Most DWIs involve the operation of a car, but DWI arrests are not specifically limited to only driving a car.
All over the U.S., courts have sentenced people to jail time, community service, or both for DWIs not involving an automobile. Section 20-138.1 of the North Carolina General Statutes defines "impaired driving" as driving any vehicle upon any vehicular area in the state. Nowhere in this statute explicitly states that it has to be a car.
Let’s take a look into Section 20-4.01(49) of the general statutes. This part of the statute defines the term "vehicle" as anything that can be used to transport people along roads. The only exceptions to this term are fixed-track vehicles (e.g. trains) and mobility devices (e.g. wheelchairs).

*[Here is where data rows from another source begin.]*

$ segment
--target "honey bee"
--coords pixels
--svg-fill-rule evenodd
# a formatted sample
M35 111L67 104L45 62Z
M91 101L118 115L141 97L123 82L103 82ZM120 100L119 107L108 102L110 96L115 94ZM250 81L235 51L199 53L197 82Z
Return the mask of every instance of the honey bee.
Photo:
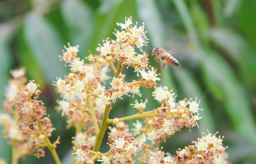
M163 61L164 65L163 66L163 70L165 70L167 63L169 63L173 66L180 66L180 63L175 58L174 58L174 57L168 53L165 50L159 47L154 48L152 52L152 56L156 56L155 60L157 59L157 61L159 61L160 59Z

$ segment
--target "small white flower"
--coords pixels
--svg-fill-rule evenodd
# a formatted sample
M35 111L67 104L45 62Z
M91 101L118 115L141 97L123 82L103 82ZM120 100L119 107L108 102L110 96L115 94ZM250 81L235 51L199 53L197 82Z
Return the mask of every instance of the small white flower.
M84 70L84 61L80 61L79 58L74 59L72 62L71 62L70 66L71 69L74 71L83 71Z
M163 100L167 100L170 97L173 96L174 94L171 94L168 91L167 91L167 89L168 88L166 86L163 87L157 87L152 93L152 95L156 100L161 102Z
M85 162L86 161L86 154L84 151L80 147L78 147L77 149L73 147L73 149L75 149L75 153L72 153L72 154L76 155L75 159L78 161Z
M161 135L172 135L172 126L173 123L173 119L164 119L164 123L161 126L161 128L158 130L158 132Z
M146 99L145 102L142 102L142 100L141 100L141 102L139 103L137 100L135 100L135 103L131 104L131 105L134 105L133 108L137 108L140 110L143 110L146 108L146 103L148 102L148 100Z
M69 103L68 101L62 100L58 102L59 103L59 108L62 110L63 112L66 112L69 108Z
M132 24L132 17L127 18L125 17L125 24L121 24L121 23L116 23L117 26L119 26L121 27L121 29L127 29L129 27L130 27L131 25Z
M147 134L148 140L150 141L154 141L157 137L157 135L158 135L157 131L153 130Z
M198 151L206 151L208 147L208 143L201 140L201 142L198 142L196 143L196 149Z
M111 163L110 162L109 159L106 156L102 156L100 158L99 158L97 161L102 161L103 164L110 164Z
M13 82L9 82L8 86L5 88L6 100L13 101L18 92L18 86Z
M12 139L18 139L19 131L16 128L12 127L8 131L8 136Z
M66 49L66 53L70 54L76 54L77 52L79 52L78 48L79 47L79 45L77 46L70 46L70 44L68 43L68 47L66 47L64 46L64 48Z
M28 91L31 93L35 93L37 89L37 84L33 82L29 82L27 84L27 85L26 85L26 87L27 88Z
M160 78L157 77L157 74L153 67L151 67L151 70L148 71L145 71L145 70L140 70L140 73L146 80L152 80L154 82L160 80Z
M114 77L112 80L112 82L111 83L111 84L113 89L119 89L123 86L123 83L124 82L122 78Z
M197 98L196 98L196 100L195 101L193 101L192 98L191 99L191 101L189 102L189 110L192 112L192 113L195 114L198 114L198 110L202 110L202 109L199 108L199 103L200 103L200 100L197 103Z
M99 97L96 100L96 104L98 106L105 108L106 105L110 104L110 98L106 96L104 94L99 95Z
M24 68L20 68L17 70L15 70L11 71L12 75L15 78L19 78L22 76L25 75L26 70Z
M115 140L115 147L118 149L123 149L126 141L123 138L118 138Z
M170 153L167 154L167 156L164 157L163 158L163 160L164 161L164 162L168 162L170 163L173 163L173 159L172 158L172 156L170 154Z
M84 90L84 87L85 82L80 80L76 81L74 84L74 89L78 93L81 93Z
M138 48L141 49L143 45L147 45L147 41L145 39L144 39L142 36L140 36L138 37L138 40L135 42L135 44Z
M140 131L142 130L142 124L138 120L136 120L136 123L134 123L134 129L132 129L132 130L134 131L135 134L140 134Z
M13 123L10 115L5 113L0 113L0 123L2 124L10 124Z
M107 41L103 44L103 46L100 46L100 54L103 56L111 54L111 45L110 44L110 41Z
M88 137L88 142L91 145L91 146L94 145L94 144L95 144L95 141L96 141L96 137L94 135L92 136L91 137Z
M66 81L62 80L61 78L57 78L57 82L54 82L55 86L57 86L57 89L59 93L63 93L65 89L65 85L66 84Z
M74 142L76 145L83 145L86 143L86 135L82 133L78 133L74 138Z

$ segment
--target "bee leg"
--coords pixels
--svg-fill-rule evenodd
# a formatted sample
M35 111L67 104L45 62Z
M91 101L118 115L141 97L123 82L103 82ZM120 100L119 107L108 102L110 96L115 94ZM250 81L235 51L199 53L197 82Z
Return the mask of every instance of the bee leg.
M166 66L167 62L166 61L164 61L164 64L163 65L163 70L164 71L165 67Z
M165 67L166 66L166 64L164 64L163 65L163 70L164 71L164 70L165 70Z

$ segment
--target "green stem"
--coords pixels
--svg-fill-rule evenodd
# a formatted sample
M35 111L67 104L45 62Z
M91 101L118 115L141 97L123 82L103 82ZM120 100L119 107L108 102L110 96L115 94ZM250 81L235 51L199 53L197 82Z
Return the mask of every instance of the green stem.
M113 71L114 71L115 75L116 74L116 69L115 67L113 61L108 61L108 64L109 64L110 67L112 68Z
M108 105L107 107L106 107L105 111L103 114L102 122L100 125L100 131L98 135L97 135L95 144L93 147L93 151L97 152L99 151L101 142L102 142L104 135L105 134L106 130L107 130L108 125L108 123L109 122L108 116L109 114L110 107L111 105Z
M132 115L132 116L119 118L118 119L121 119L122 121L127 121L127 120L134 119L152 117L155 116L156 115L158 114L158 112L153 112L153 110L146 112L145 113L144 113L144 112L143 113L137 113L137 114ZM168 114L179 114L179 113L178 111L175 111L175 112L170 112ZM113 119L109 119L108 123L111 124L113 123Z
M12 164L18 164L19 158L17 156L16 147L12 147Z
M122 68L123 68L123 66L122 66L122 62L121 62L121 63L119 63L119 64L118 64L118 67L117 68L116 73L115 74L115 77L116 78L118 78L118 77L119 73L121 73L121 71L122 71Z
M95 112L94 112L93 105L92 104L91 96L88 96L88 102L89 102L90 111L91 113L92 121L93 122L94 127L95 128L96 135L97 135L99 133L99 129L98 123L97 123Z
M44 131L43 128L42 127L41 123L39 123L39 128L42 130L44 133L44 138L45 140L46 144L47 144L47 147L48 147L49 150L50 151L51 153L53 158L54 159L55 163L56 164L61 164L59 156L57 154L56 151L55 147L52 145L52 143L51 142L50 140L49 139L48 137L46 135L45 132Z

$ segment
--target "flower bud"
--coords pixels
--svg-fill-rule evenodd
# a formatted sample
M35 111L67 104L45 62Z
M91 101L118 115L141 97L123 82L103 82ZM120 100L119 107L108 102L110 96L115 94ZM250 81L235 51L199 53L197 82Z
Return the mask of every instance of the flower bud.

Regardless of how the vehicle is primarily used, the driver can still be charged with DWI under these circumstances. A tractor may not be designed to buzz along the Interstate, but it still carries the driver to places. At one time, you could also be charged with DWI on horseback, as it was with State v. Dellinger, but subsequent amendments have removed horses and we are not aware of any group like MADHR (Mothers Against Drunk Horseback Riding).
However, this is just scratching the surface. It's not easy determining what vehicle meets the requirements for the legal definition of a "vehicle." For instance, you can't be charged with DWI on a vehicle "moved solely by human power" (Lewis v. Watson, 1948), but perhaps bicycles are within the scope of the law. When in doubt, call a cab instead.